The second aspect of moving from words to deeds in the green transformation is the hydrogen economy. Let’s not forget that, according to mainstream forecasts, we don’t have long to go before peak oil in 2030-35, when world oil consumption will begin to decline (possibly sharply). It is projected be replaced by increasing volumes of hydrogen fuel. The key issue here is the consolidation of real “green hydrogen” regulation (rather than just concepts); that is, hydrogen produced only via green energy (renewable sources: wind-sun + small hydroelectric power plants). This would entail the creation of globally agreed-upon legal differentiation between green and other types of hydrogen (grey — with CO2 emissions during its production, blue — with carbon capture, purple — from nuclear power plants, etc.) This would create a tax-free base, a priority in the investment sense, only for green hydrogen. The establishment of the global hydrogen market would thus be based on green hydrogen alone. Everything else would be cut off, and subject to the carbon tax.
Here, the obvious key task of all gas producing countries (including Russia) would be to achieve consolidation in the future global regulation of expanded interpretations of green hydrogen, including technologies for its production from gas fields with appropriate clean technologies for the steam processing of methane, etc. Russia and other gas-producing countries have a lot of potential, but there is practically no green hydrogen in the narrow sense. All or most of the gas-producing countries would thus share an interest in establishing a coordinated strategy for the transition to a hydrogen economy (or, more precisely, for containing it), regardless of their geopolitical contradictions. But it seems that here, too, the parameters of the new global regulation on green hydrogen will be set unilaterally by the protagonists of the green transformation, as they will regarding the carbon tax.
The third topic is ESG (environment-social-governance) standards and their real consolidation, with respect to regulation and international investment. Here it is quite possible that soon, states and companies will attach the same importance to ESG ratings as they do financial ratings today. Accordingly, investment attractiveness, pricing and bank interest rate policy can be determined not only by financial indicators, but also by ideologically and value-based ESG standards. Here, the same sine qua non logic can work as applied to the green transformation in general. Accordingly, the category in which the state/corporation falls in terms of their use of clean energy and the level of emissions during production will determine its financial position. Here, by the way, is another mechanism for the priority financing of green transformation on a global scale. This is the environmental component of the ESG standards, which will work cumulatively with social (including gender, non-discriminatory, etc.) and management practices (including the fight against corruption). Thus, a fairly quick selection of states and companies for good and bad compliance with ESG standards can occur within the framework of a green transformation.

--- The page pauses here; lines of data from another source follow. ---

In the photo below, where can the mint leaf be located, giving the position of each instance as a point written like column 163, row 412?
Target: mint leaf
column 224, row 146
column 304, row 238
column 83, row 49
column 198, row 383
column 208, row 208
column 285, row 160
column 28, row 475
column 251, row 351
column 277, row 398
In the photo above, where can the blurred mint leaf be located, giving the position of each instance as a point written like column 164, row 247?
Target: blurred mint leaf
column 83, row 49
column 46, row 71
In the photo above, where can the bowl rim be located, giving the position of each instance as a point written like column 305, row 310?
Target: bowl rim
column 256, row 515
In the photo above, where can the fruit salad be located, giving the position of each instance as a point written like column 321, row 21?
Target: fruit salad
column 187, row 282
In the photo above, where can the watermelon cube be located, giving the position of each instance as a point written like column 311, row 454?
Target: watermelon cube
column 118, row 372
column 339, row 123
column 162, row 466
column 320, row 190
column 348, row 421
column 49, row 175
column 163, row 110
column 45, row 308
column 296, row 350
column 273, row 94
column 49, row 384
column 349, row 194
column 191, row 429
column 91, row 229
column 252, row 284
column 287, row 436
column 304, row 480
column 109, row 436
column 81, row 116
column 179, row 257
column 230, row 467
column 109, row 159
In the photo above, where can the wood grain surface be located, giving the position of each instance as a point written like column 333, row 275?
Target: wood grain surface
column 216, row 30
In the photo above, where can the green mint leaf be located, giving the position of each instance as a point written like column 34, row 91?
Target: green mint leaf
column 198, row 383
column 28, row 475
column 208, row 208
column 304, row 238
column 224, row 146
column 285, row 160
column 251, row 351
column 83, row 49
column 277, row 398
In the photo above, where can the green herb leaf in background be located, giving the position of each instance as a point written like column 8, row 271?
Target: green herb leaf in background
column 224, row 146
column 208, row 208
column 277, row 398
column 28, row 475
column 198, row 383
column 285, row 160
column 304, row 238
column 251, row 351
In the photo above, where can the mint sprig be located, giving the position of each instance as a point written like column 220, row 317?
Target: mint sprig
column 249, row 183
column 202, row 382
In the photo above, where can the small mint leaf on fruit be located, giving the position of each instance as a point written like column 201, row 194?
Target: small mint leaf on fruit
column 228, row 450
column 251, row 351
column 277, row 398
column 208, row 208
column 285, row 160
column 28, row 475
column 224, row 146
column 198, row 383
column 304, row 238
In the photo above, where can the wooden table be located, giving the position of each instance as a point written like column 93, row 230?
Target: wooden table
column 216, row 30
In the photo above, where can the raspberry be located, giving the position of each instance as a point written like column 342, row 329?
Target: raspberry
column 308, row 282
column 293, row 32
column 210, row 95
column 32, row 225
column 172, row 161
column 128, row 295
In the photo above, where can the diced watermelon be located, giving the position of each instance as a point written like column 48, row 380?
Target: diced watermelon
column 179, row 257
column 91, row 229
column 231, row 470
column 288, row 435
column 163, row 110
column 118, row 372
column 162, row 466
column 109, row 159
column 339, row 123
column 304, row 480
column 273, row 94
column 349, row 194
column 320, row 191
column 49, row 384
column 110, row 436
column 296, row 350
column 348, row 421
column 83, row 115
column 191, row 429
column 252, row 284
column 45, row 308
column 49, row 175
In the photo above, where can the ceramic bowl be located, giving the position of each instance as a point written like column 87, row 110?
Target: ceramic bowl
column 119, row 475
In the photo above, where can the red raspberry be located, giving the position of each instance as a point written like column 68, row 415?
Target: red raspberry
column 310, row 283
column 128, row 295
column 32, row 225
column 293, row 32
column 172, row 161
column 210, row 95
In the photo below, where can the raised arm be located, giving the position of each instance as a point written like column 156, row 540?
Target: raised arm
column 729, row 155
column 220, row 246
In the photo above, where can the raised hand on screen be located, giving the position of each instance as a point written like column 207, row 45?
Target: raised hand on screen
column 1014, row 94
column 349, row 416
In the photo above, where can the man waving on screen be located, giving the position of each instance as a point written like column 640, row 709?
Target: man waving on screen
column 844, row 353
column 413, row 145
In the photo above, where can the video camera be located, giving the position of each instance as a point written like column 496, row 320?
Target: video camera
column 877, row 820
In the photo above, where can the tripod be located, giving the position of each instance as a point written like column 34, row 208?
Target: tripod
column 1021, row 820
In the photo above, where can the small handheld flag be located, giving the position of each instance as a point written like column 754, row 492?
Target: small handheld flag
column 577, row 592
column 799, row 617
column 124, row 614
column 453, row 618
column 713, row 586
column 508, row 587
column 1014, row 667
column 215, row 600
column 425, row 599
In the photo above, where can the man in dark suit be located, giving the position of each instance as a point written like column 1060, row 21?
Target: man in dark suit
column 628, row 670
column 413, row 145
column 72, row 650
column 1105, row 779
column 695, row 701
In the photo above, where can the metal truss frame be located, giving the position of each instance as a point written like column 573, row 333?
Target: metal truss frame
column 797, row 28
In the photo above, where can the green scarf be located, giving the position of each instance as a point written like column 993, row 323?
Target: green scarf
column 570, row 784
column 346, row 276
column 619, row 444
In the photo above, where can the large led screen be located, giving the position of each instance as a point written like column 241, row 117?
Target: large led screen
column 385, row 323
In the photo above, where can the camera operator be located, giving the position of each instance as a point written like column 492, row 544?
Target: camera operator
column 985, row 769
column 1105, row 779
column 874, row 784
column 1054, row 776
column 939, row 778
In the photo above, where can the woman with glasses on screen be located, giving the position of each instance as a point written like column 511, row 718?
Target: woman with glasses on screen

As a result, there is no need to mince words: the world is really on the verge of a qualitative change in all economic parameters, according to the logic of the green transformation. Whether this “green global economy 2.0” is sustainable in the long term, whether it provokes social risks and the impoverishment of large segments of the world’s population with the erosion of the middle class — is a separate question, and will be discussed later. In the meantime, the mechanism of transition to new taxes and standards has been launched. You can refuse to accept it and fight it, but the green clock is ticking.